Acondicionado em 59 caixotes de madeira esteve, durante todo este tempo, um conjunto azulejar que constitui o mais extenso e notável acervo iconográfico sobre a vida e milagres da rainha Santa Isabel que se conhece.
Proveniente da igreja do antigo Convento do Bom Jesus, demolida na década de 40, este acervo é constituído por cerca de 16 mil azulejos setecentistas, da oficina lisboeta de Valentim de Almeida, que revestiam inteiramente a nave da igreja, organizados em painéis figurativos, contendo representações, em alguns casos inéditas.
Com o objetivo de estudar a importância histórica e patrimonial deste conjunto de azulejos, tendo em vista também a sua preservação e valorização, em 2006 foi firmado um protocolo entre a Misericórdia e a Câmara Municipal de Monforte, ao abrigo do qual a transferência dos azulejos foi feita para instalações da autarquia, de modo a que se procedesse aos trabalhos de montagem de painéis, registo e reacondicionamento dos azulejos.
Os trabalhos iniciaram-se em 2012, após os azulejos terem sido transferidos para a Igreja da Madalena, que foi adaptada a oficina de trabalho. Desde então, teve lugar um rigoroso e exaustivo trabalho de inventariação, realizado pela equipa do município, que permitiu a identificação temática da totalidade dos painéis e a reconstituição do revestimento integral da igreja.
Já em 2021, por forma a assegurar o acompanhamento científico dos trabalhos, foi estabelecido um segundo protocolo que envolveu também a Faculdade de Letras de Lisboa (Centros de investigação ARTIS e CLEPUL/GITPP).
Depois de terem sido equacionadas formas de valorização do conjunto, e considerando que o objetivo final deste projeto sempre foi a instalação definitiva deste espólio em espaço público que permitisse a sua fruição, a Câmara Municipal de Monforte optou pela antiga Igreja do Espírito Santo, localizada no centro histórico, requalificada para este propósito, e na qual foi criado o centro temático ‘Monforte Sacro - Painéis de Azulejos do Século XVIII Sobre a Vida e Milagres da Rainha Santa Isabel’, onde agora podem ser contemplados os painéis e outros espaços temáticos.
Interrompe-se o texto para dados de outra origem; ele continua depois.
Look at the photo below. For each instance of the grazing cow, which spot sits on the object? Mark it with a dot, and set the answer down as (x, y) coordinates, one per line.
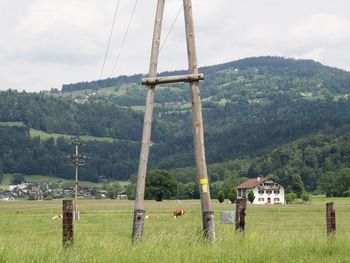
(178, 212)
(57, 217)
(151, 216)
O VM visitou a Igreja do Espírito Santo para conhecer o resultado de todo o trabalho que deu origem ao ‘Monforte Sacro’ e ficar a conhecer um pouco melhor todo o processo de preservação deste espólio iconográfico dedicado à rainha Santa Isabel.
No decorrer da visita, que fizemos acompanhados pelo provedor José António Rasquinho, foi possível perceber o orgulho que este espaço representa para os monfortenses e, em particular, para a instituição, que, não tendo meios para fazer algo desta dimensão e dignidade, também não tem dúvidas que é um acervo que merece ser “devolvido” à comunidade e que a solução encontrada “dignifica e exalta a valor deste património” e será preponderante para a sua preservação e divulgação.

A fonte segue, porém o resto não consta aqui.